We mulled over a variety of concepts, trying to determine how to best reflect Second Story’s culture through this project. We knew we wanted to incorporate the two things at the heart of our work–storytelling and technology–but we had to make sure the technological component was purposeful and practical. Needless to say, we cycled through a lot of ideas.
We sketched, we debated, and eventually we landed on a concept that perfectly represented us as a studio: a birdhouse inspired by a cabinet of curiosities. Brad Johnson and Julie Beeler, Second Story’s founders, have long been interested in these precursors to museums; in fact, the company once made a self-promotional trade show booth based on one. We decided to create a collection of oddities to inspire wonder and pique curiosity–in this case, an assortment of “extinct” animal hybrids, each half bird, half something else. Our tech component would be a microsite, a venue for us to tell some short stories about the creatures we came up with.
Everybody on the team was invited to think about the types of animals that could be represented, coming up with bird names and thinking about qualities associated with the hybrids. We democratically selected 8 final animals to run with: the armadilladee, cheetawk, flamingoat, giraffakeet, ostracamel, owlephant, peacoctopus, and porcupigeon. Inspired by everything from ancient literature to children’s movies to the Portland music scene, we started writing the strange stories of these imaginary specimens.

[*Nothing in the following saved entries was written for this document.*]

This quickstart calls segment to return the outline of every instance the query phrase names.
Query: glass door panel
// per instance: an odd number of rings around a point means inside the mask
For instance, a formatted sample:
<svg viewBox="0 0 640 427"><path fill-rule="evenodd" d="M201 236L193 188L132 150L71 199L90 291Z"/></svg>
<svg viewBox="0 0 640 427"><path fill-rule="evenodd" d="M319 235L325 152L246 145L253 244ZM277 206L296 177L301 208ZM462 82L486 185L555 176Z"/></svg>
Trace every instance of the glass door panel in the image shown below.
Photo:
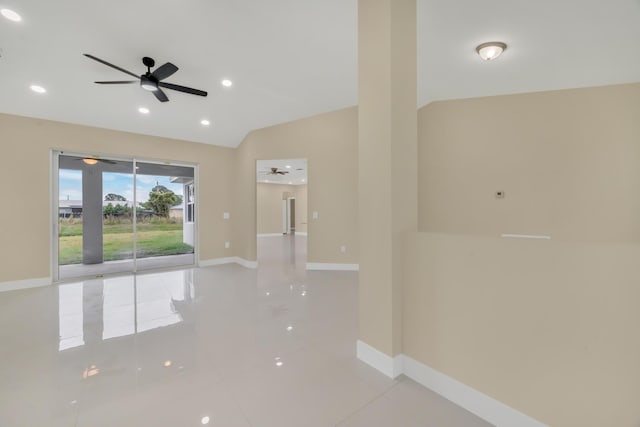
<svg viewBox="0 0 640 427"><path fill-rule="evenodd" d="M194 176L193 167L136 162L137 271L195 263Z"/></svg>
<svg viewBox="0 0 640 427"><path fill-rule="evenodd" d="M134 271L133 162L58 156L58 278Z"/></svg>

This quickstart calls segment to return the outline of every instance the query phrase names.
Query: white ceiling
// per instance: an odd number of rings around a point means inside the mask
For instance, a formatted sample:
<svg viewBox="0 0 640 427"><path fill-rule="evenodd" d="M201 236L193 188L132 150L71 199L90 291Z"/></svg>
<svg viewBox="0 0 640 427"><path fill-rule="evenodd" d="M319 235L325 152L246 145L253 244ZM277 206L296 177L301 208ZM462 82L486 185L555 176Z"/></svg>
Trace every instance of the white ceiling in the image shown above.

These short narratives helped inform the appearance of the birds and other items that ended up in the birdhouse. We took visual cues from old zoological engravings we came across in our research, and, once we’d drawn the birds digitally, we printed out the designs and traced them on a light table with a nib pen and India ink to ensure a precise and well-defined illustration quality. The process was slow going, but the results were gorgeous.
Beyond the birds themselves, we filled the birdhouse with all kinds of accoutrements, some inspired by the narratives, others by nature. The objects we didn’t make or find in our neighborhood were bought at craft and specialty stores around Portland.
Our lovely creatures needed a virtual space to live in and tell their stories, so we set to work on our microsite. We decided to go with a parallaxing effect for tablet and web to mimic the 3D layering seen in the physical birdhouse, and the end result is full of color, character, and movement. The microsite can be found at vogelkammer.com (vogelkammer literally means “bird room” in German).
In the end, the birdhouse auction raised $10,000 to help support art & music education in Portland’s schools. Our vogelkammer was in good company– the designs our peers came up were terrific, and no two were alike. The Second Story birdhouse team, consisting of Laura Allcorn, Nora Bauman, Heather Daniel, Joe Carolino, Sam Jeibmann, Norman Lau, Sorob Louie, Swanny Mouton, Dimitrii Pokrovskii, Donald Richardson, Kirsten Southwell, and Filippo Spiezia, could not have been happier to be a part of this event. Collaborative, fun, and, best of all, for a good cause, this project was a true joy.